问题
Question
How can I avoid primary key clashes in client/server databases
Background
I am synchronizing a number of databases with each other. I have one central SQL Server database and many client SQL Server databases. Now say I have table X in the database which have a primary key ID.
In the first client we have the following IDs in table X:
X (client 1)
--------
1|SomeValue
2|SomeValue
3|SomeValue
4|SomeValue
and in the second client I have
X (client 2)
--------
1|SomeValue
2|SomeValue
3|SomeValue
4|SomeValue
When I synchronize, I want the clients to only upload their data and not to download them.
Now when I synchronize the first client with the server, it will add the primary keys from (1 .. 4). However, when I synchronize with the second client, there will be PRIMARY KEY CLASH. How can I solve this problem?
I am using SQL Server 2008 R2, Sync Framework and C#.
I have already considered the idea of using GUID as a primary key which is not viable in my case because I am dealing with a legacy database. Also, the idea of reseeding the IDENTITY value which is somewhat error prone. How can I increment an identity column without inserting a value? P.S: the primary keys are set to be IDENTITY with increment of 1.
回答1:
To support distributed clients capable of inserting records, the schema has to support client DBs creating rows without conflicts. This means either using GUIDs for PKs, or a concatenated key. (ID + ClientID) *either way, schema change.
Manually synchronising client databases otherwise means either checking for conflicting IDs before insert or handling the exception then replacing IDs or allowing identities to be generated for the conflicted records. This means updating all FK relationships. Time consuming and error prone.
回答2:
There are a few ways for this to work. The first is if there is a guaranteed uniquekey by which both the upstream and downstream databases can refer to that record. In the case of SQL server the key type you want is a UNIQUEIDENTIFIER (aka GUID).
Now, if for some reason you can't use a UNIQUEIDENTIFIER, the second best option is to add an additional column for location or something similar. This column would identify the individual database where the record is coming from. For example, the first client might have a location ID of 1, the second 2, etc. You would then modify your existing primary key to be a compound key of this location id and your current ID.

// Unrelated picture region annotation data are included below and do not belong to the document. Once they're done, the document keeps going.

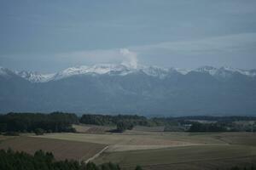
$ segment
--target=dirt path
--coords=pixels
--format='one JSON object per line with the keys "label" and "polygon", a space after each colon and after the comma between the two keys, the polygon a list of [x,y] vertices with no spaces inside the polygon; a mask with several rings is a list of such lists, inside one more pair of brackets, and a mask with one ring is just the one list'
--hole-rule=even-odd
{"label": "dirt path", "polygon": [[98,157],[105,150],[107,150],[108,148],[108,146],[106,146],[105,148],[103,148],[101,151],[99,151],[98,153],[96,153],[96,155],[94,155],[92,157],[87,159],[84,162],[88,163],[89,162],[93,161],[94,159],[96,159],[96,157]]}

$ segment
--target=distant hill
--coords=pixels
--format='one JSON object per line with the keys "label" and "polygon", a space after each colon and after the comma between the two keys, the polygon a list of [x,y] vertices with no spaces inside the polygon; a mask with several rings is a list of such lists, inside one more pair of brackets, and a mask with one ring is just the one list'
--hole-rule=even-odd
{"label": "distant hill", "polygon": [[123,65],[53,74],[0,67],[0,112],[256,115],[256,70]]}

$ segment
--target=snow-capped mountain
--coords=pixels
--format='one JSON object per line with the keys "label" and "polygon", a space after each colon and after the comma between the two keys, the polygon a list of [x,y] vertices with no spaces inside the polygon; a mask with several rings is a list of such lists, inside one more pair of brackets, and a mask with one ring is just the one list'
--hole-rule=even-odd
{"label": "snow-capped mountain", "polygon": [[256,70],[125,65],[42,74],[0,67],[0,112],[253,115]]}
{"label": "snow-capped mountain", "polygon": [[15,71],[16,74],[32,82],[46,82],[53,79],[55,74],[41,74],[32,71]]}
{"label": "snow-capped mountain", "polygon": [[158,66],[145,66],[138,65],[137,68],[129,67],[125,65],[111,65],[101,64],[92,66],[78,66],[70,67],[64,71],[51,74],[42,74],[33,71],[12,71],[9,69],[0,67],[0,75],[16,74],[22,78],[25,78],[31,82],[46,82],[49,81],[55,81],[73,76],[78,75],[113,75],[113,76],[125,76],[136,72],[143,72],[144,74],[159,78],[165,78],[166,76],[177,72],[181,75],[187,75],[191,71],[201,72],[209,74],[216,78],[229,78],[234,74],[241,74],[250,77],[256,77],[256,70],[241,70],[231,67],[215,68],[212,66],[202,66],[197,69],[178,69],[178,68],[161,68]]}

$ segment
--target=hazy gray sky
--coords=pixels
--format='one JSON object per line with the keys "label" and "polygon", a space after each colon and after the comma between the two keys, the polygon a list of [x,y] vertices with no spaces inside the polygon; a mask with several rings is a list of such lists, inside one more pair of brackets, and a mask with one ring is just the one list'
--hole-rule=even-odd
{"label": "hazy gray sky", "polygon": [[0,65],[256,68],[255,0],[1,0]]}

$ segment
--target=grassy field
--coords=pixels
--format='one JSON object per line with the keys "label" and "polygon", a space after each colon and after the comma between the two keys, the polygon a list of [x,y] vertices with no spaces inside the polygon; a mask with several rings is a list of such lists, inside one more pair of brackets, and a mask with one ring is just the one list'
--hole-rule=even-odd
{"label": "grassy field", "polygon": [[116,128],[116,127],[110,127],[110,126],[97,126],[97,125],[85,125],[85,124],[73,125],[73,128],[74,128],[78,133],[94,133],[94,134],[108,133],[108,131]]}
{"label": "grassy field", "polygon": [[104,147],[106,144],[26,136],[15,137],[0,142],[0,149],[12,148],[15,150],[22,150],[30,154],[43,150],[52,152],[56,160],[87,160]]}
{"label": "grassy field", "polygon": [[[212,167],[230,167],[234,163],[245,163],[245,158],[247,158],[247,163],[255,162],[256,148],[245,145],[205,144],[158,150],[105,152],[96,159],[95,162],[102,163],[112,161],[125,169],[132,169],[136,165],[141,165],[145,169],[171,169],[171,167],[176,169],[177,167],[183,167],[185,169],[207,169],[206,165],[213,161],[216,162],[215,166],[212,165],[209,168],[212,169]],[[233,159],[238,161],[230,162]],[[222,163],[222,167],[219,167],[218,162]],[[191,163],[194,164],[194,168],[190,167]]]}
{"label": "grassy field", "polygon": [[91,142],[109,147],[96,163],[113,162],[125,169],[217,169],[256,162],[256,134],[251,133],[52,133],[40,138]]}
{"label": "grassy field", "polygon": [[[146,170],[225,169],[256,162],[256,133],[167,133],[126,131],[124,133],[46,133],[0,140],[0,148],[33,153],[52,151],[57,159],[113,162],[124,169],[141,165]],[[1,139],[1,138],[0,138]]]}

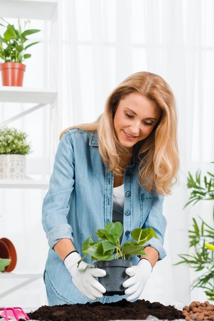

A third option is to not modify the client databases at all, but only add the location id column to tables within the "master" database. If you are manually synchronizing in code, then the code needs to take into account where the record is coming from and add in the id as appropriate. This might be difficult, but is certainly possible.
Baring that you would have to reseed the client databases to start their identity values at a particular point. For example client 1 might get values 1 to 10000 and client 2 might get 10001 through 20000. However, you can see the potential for failure here. Not just if the client exceeds your allowed range but also if you setup additional clients and someone screws up the seed values. Also, it would be a total PITA to fix all existing clients.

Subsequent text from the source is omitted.